Malaria vaccine development strategies now seem to be focused on two main types of vaccines – subunit vaccines consisting of well-defined parasite antigens and vaccines based on the use of whole attenuated sporozoites.
- RTS,S/AS01 (also known as Mosquirix) is a recombinant protein-based malaria vaccine endorsed by WHO for use in children. It was engineered using genes from the circumsporozoite protein (CSP) on the sporozoite surface of the falciparum, a viral envelope protein of hepatitis B virus (HBsAg), and a chemical adjuvant (AS01). Infection is prevented by inducing humoral and cellular immunity, with high antibody titers, that block the parasite from infecting the liver.
- Vaccination with attenuated whole sporozoites has also been reported. For instance, limited clinical trials with volunteers from non-endemic areas demonstrated the development of sterilising immunity in all immunized volunteers after 5 immunizations with irradiated sporozoites administered intravenously.
- It was shown that immunized individuals developed strong antibody responses to sporozoites as well as T cell responses.
The progressive development of naturally acquired immunity to the erythrocytic stages of falciparum malaria with age has been recognized for many years.
Some data have suggested that naturally acquired immunity to malaria is primarily dependent on immune responses to parasite-encoded antigens found on the surface of the infected red blood cells rather than on the merozoite.
Antibodies targeting malaria antigens have been isolated from volunteers immunized with whole parasite vaccine, volunteers immunized with subunit vaccine, individuals from endemic areas as well as mice that have been vaccinated with irradiated sporozoites.
The contributions of antibodies to this immunity are due in part to a ground-breaking study showing that passive transfer of IgG from adult Africans long exposed to malaria could drive down erythrocytic malaria parasite levels in children with this disease.
Many blood-stage vaccine candidates have been identified based on studies of mouse malaria parasites, and in some cases protective immunity to these proteins has also been demonstrated in non-human primates.

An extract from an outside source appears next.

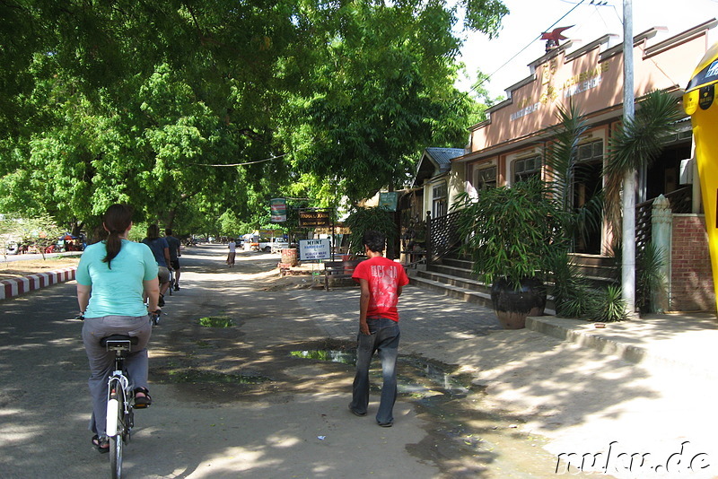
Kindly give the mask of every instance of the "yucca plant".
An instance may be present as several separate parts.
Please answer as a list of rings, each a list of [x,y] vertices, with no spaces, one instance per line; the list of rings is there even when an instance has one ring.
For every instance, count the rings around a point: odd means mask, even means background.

In 2018, Kisalu and colleagues reported that several human monoclonal antibodies directed against the Plasmodium falciparum (Pf) circumsporozoite protein (PfCSP) were isolated from several subjects immunized with an attenuated Pf whole-sporozoite (SPZ) vaccine (Sanaria PfSPZ Vaccine).
They also showed that the passive transfer of one of these antibodies, monoclonal antibody CIS43, conferred high-level, sterile protection in two different mouse models of malaria infection.
In 2021, Gaudinski and colleagues also showed that administration of the long-acting monoclonal antibody CIS43LS to adults who had never had malaria infection or vaccination prevented malaria after controlled infection.
The demonstration that CIS43 is highly effective for passive prevention of malaria has potential application for use in travellers, military personnel, elimination campaigns and identifies a new and conserved site of vulnerability on PfCSP for next-generation rational vaccine design.